There were bigger issues at play than whether businesses were going to open or not. “At the end of November, everyone threw their hands up at the same time and said we are going to take risk off the table. We’re selling and we’re buying safety,” Caplis said.

Even with the losses in November, however, PivotalPath’s composite index was up 6.7 percent for the year. In fact, over the last 12 months, all of PivotalPath’s hedge fund indices, except a number of equity sector strategies, produced excess returns, or alpha, compared to the S&P 500. The industry has been rewarded for the performance. Assets in hedge funds reached more than $4.66 trillion by October, after eight straight months of net inflows, according to BarclayHedge.

Equity quant funds were among the best performers in 2021, returning 12.6 percent year-to-date. After a terrible 2020, and disappointing performance over 3- and 5-year periods prior to 2021, equity quant strategies have rebounded.

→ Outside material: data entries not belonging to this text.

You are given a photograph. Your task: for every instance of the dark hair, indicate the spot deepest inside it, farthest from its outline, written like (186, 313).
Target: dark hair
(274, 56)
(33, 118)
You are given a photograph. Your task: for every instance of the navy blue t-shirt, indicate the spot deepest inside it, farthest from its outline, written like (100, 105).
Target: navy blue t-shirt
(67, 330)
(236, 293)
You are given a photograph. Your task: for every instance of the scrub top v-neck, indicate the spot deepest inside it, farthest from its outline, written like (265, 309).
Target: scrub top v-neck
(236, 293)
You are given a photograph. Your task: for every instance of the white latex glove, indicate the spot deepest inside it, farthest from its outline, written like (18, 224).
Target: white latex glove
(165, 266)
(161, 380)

Credit funds also performed well in 2021, returning 10 percent year-to-date. Distressed funds were the best performer — up 15.1 percent through November, which is likely a surprise to managers and investors, said Caplis. There was only a short window in 2020 for distressed investors to put money to work before central banks and governments stepped in to stabilize the economy. Nonetheless, for managers that scooped up assets at big discounts, valuations quickly steadied. “This year is probably not repeatable,” he stressed. Multi-strategy credit funds also turned in good numbers, returning 12.5 percent year-to-date. The structured credit and mortgage-backed securities index returned 11 percent so far in 2021, after being flat last year. The category was crushed by the pandemic in early 2020, losing about 30 percent at the low.

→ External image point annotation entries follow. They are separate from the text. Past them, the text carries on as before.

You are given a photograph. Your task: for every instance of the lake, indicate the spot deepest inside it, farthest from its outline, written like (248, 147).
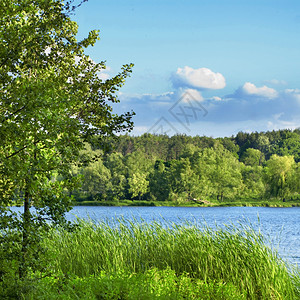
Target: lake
(280, 225)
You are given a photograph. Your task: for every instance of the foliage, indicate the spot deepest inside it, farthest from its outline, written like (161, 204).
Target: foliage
(204, 169)
(153, 284)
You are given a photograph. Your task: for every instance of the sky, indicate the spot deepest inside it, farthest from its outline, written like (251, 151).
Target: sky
(206, 67)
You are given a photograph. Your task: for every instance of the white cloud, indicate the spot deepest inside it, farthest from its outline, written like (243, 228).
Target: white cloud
(191, 93)
(264, 91)
(276, 82)
(202, 78)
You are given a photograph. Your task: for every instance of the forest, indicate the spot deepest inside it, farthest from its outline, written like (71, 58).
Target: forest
(182, 168)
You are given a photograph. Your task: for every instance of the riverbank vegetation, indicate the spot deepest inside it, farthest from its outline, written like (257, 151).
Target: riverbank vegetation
(247, 169)
(133, 260)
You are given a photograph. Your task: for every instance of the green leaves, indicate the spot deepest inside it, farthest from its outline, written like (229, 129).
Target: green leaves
(52, 101)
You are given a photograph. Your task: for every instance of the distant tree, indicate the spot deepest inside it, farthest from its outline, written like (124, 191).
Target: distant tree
(253, 157)
(279, 175)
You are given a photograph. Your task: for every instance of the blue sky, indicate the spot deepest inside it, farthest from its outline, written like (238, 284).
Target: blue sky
(203, 67)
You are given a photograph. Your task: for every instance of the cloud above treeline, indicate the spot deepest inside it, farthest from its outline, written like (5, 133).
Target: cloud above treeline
(202, 78)
(248, 108)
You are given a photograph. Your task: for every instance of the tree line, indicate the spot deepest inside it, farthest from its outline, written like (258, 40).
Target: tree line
(180, 168)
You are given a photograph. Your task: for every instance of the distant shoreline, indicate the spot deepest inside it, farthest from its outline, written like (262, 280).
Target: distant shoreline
(190, 204)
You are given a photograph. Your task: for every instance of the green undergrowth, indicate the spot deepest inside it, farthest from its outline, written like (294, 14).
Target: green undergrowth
(120, 257)
(152, 284)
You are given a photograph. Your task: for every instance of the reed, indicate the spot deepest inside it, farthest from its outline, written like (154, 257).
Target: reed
(235, 255)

One of the biggest hedge fund stories of the year was multi-strategy funds, which were up 8.5 percent year-to-date. On a risk-adjusted basis, these funds, which invest across fixed income, equity, quant and fundamental, did even better. The average multi-strategy fund tracked by PivotalPath had a Sharpe ratio of 1.85. That means the funds are running almost neutral to the S&P 500, providing investors with significant protection.

“Almost all of the returns are alpha, with the average drawdown in an unbelievably difficult environment being 2.3 percent,” said Caplis. “What has even surprised me as well as people I talk to that are in these shops is how good they’ve been this year and last in moving to what is working. You hear rumors that something big is going to happen in multi-strat, and it just doesn’t. They know how to manage this risk and allocate and shift capital.”

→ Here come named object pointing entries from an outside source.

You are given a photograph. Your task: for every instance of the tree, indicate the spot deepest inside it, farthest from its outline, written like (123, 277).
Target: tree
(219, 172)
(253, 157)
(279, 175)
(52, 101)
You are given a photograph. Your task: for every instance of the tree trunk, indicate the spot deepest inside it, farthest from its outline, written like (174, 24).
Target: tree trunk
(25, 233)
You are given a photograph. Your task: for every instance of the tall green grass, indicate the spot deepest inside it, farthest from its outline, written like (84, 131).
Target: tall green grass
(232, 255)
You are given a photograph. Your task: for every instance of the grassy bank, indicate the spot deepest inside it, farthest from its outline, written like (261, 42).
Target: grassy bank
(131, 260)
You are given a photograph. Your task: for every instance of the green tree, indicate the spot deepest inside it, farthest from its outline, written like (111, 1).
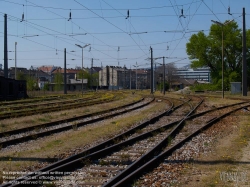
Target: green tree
(58, 81)
(205, 51)
(46, 87)
(31, 83)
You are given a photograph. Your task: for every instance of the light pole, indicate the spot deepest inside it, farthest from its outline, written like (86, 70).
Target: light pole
(15, 60)
(82, 47)
(136, 75)
(222, 49)
(163, 72)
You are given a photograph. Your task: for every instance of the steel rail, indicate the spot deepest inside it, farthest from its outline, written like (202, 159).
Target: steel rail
(54, 108)
(94, 149)
(49, 124)
(46, 133)
(51, 168)
(39, 104)
(148, 166)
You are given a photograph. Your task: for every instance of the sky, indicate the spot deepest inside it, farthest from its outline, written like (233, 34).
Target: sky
(120, 32)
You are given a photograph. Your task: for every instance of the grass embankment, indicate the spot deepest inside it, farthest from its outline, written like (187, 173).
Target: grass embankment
(27, 121)
(32, 154)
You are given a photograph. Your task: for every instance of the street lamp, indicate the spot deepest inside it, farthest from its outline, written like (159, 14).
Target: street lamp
(15, 60)
(82, 47)
(163, 72)
(136, 75)
(222, 49)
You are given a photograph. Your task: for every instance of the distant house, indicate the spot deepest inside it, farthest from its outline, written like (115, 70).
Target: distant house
(182, 83)
(201, 74)
(72, 85)
(48, 70)
(114, 77)
(11, 89)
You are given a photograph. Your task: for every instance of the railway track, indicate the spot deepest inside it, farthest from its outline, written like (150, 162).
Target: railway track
(111, 141)
(30, 133)
(101, 161)
(55, 107)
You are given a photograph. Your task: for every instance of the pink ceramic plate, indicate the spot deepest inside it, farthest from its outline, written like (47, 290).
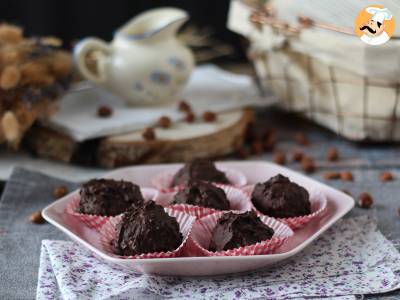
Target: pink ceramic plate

2021 was also good for smaller hedge funds, which were significantly beating their larger peers for most of the year. In November, everybody got hit by rising correlations and volatility, and size didn’t matter. However, funds with less than $250 million in assets returned almost 11.5 percent through October. At the same time, funds with between $250 and $500 million returned about 8 percent, more than 3 percentage points less. Hedge funds on the upper size end — those with more than $5 billion — generated 5.99 percent through October, according to PivotalPath.